Féria de l'Atlantique 2017, de grandes fêtes taurines !

De bonnes raisons poussaient à se rendre à Bayonne pour la féria de l'Atlantique en particulier la présentation en France des toros de l'élevage propriété d'El Juli et le très bon niveau des toreros annoncés.

Au final, les produits d'El Freixo ont surpris favorablement les aficionados même s'ils restent perfectibles, laissant un total de 5 pavillons. Leur comportement a laissé apparaître une mansedumbre et des défenses de la tête qui ont contraint les toreros à s'employer pour les dominer quand ils ont pu le faire; tous ont eu tendance à se décomposer sur la fin. 13 piques données où ils ont chargé mais sans trop pousser dans le cheval, en donnant de la tête et en se collant au caparaçon.
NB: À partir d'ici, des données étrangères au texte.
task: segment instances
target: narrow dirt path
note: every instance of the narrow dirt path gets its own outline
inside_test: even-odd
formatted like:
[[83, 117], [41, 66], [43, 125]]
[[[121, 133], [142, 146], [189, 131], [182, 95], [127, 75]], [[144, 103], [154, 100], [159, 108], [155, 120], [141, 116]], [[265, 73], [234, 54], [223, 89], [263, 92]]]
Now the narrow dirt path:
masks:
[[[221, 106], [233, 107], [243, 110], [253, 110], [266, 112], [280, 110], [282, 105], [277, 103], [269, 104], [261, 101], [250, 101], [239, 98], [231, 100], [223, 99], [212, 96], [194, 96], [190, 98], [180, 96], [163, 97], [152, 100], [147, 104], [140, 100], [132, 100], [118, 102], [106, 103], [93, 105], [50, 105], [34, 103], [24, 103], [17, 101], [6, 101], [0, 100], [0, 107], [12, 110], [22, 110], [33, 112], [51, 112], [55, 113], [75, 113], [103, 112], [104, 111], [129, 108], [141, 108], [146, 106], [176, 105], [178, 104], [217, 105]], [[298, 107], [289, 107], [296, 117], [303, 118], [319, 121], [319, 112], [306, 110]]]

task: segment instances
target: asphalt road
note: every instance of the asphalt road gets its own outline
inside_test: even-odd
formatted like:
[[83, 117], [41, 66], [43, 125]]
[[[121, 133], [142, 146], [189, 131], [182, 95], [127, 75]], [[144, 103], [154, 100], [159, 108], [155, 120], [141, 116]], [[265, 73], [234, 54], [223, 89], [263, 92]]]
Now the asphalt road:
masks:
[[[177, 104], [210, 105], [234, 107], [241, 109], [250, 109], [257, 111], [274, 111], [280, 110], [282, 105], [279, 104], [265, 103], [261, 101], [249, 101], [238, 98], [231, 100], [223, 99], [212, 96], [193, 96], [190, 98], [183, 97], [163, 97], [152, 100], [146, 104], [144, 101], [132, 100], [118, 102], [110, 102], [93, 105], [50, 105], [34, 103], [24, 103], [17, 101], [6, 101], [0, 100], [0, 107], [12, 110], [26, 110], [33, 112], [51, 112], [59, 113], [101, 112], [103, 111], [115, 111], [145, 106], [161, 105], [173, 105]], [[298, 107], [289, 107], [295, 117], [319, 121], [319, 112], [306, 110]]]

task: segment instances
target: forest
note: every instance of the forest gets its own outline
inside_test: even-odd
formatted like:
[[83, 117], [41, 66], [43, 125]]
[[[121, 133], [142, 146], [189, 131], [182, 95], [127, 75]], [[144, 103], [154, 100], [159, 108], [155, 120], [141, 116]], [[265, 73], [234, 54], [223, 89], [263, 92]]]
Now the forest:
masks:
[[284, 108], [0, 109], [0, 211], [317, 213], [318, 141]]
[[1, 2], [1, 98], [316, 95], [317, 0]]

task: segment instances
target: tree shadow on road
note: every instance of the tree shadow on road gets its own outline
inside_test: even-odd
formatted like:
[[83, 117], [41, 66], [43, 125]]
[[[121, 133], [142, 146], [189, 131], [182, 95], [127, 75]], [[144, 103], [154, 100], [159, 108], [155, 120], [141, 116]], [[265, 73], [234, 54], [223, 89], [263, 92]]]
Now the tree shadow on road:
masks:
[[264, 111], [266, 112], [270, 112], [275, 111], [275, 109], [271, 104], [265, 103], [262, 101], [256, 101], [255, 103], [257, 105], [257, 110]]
L'impression est donc globalement bonne et il sera intéressant de juger de l 'évolution dans le temps, le genio apprécié par les aficionados les rendant malheureusement impropres à un usage par les figuras actuelles...

 

Le samedi 2 septembre, des taureaux ,donc, et des hommes

Ils ont participé à l'émotion qui a régné dans les arènes silencieuses de Bayonne en mettant les toreros devant leurs responsabilités avec dans l'ordre croissant des prestations un Andrès Roca Rey assumant les risques pris mais qui manque encore de poder sur ses adversaires, Juan Bautista qui s'emploie à la perfection avec maîtrise et grande lucidité, faena conclue par un recibir d'anthologie, un de plus, je ne vous dis pas l'effet sur le public ! (2 oreilles) et un Paco Ureña très présent, faisant le quite aux 2 taureaux de JB et surtout s'employant au delà du raisonnable à son second dans un combat âpre (héroïque ont dit certains) où rien ne pouvait l'arrêter, et ceci après une voltereta douloureuse à son premier (3 oreilles).

 

Le lendemain dimanche 3 septembre, place aux hommes :

La finale des novilladas sans picador souffrira de la faiblesse des Camino de Santiago, très bien présentés cependant, qui ne permettront pas d'établir une juste hiérarchie entre le salamanquais Manuel Dios Leguarde qui bénéficiera du meilleur lot lui permettant de vaincre et le mexicain Arturo Gilio qui faute d'adversité ne pourra confirmer les qualités montrées le vendredi.

 

En soirée des hommes affrontant des taureaux que la comparaison avec le bétail de la veille rendait avec raison bien fades. Dans l'ordre croissant des prestations Antonio Ferrera a déçu, à la peine à son premier et donnant l'impression de ne pas s'engager à son second ce qui provoquera l'ire du public et... la mauvaise humeur du diestro vu pourtant à son avantage dans d'autres arènes, José Garrido qui s'est bien battu mais n'a pas totalement maîtrisé ses sujets et un Sébastien Castella qui nous a régalés et qui, d'évidence, a pris grand plaisir à combattre les Bañuelos qui lui laisseront 4 oreilles qui n'en valaient que 3. Les taureaux n'ont pas brillé à la pique (12 piques règlementaires) sauf le 6 à la première où il poussera fort et sur la distance. Le changement du 3° pour boîterie n'était pas évident mais faisons confiance aux vétérinaires présents dans le callejon et la vuelta du 5° demandée par le maestro et le public était exagérée, les deux belles piques, seule la première ayant été poussée, ont donné l'illusion d'une réelle bravoure.

 

Pour résumer, le public enthousiaste a assisté à deux grandes leçons de toreo avec dominio, lenteur et variété des gestes, conclues par de belles épées de la part de Juan Bautista et Sébastien Castella et à une leçon de sincérité et de courage de la part d'un Paco Ureña qui a fini décomposé par la pression et son engagement hors du commun.

 

Les Présidences ont été contestées par le public pour certaines de leurs décisions et critiquées par d'autres pour les avoirs prises. Bien sûr il est difficile de trancher quand une prestation vaut un peu plus d'une oreille et pas deux comme le veulent les spectateurs... Ouvrons les yeux : éduquer le public sera très compliqué, mais pourquoi ne pas essayer d'écrire les critères de base qui devraient fonder l'attribution des trophées, ce serait une première étape qui permettrait de communiquer. Angélisme ? Non ! Nécessité fait loi.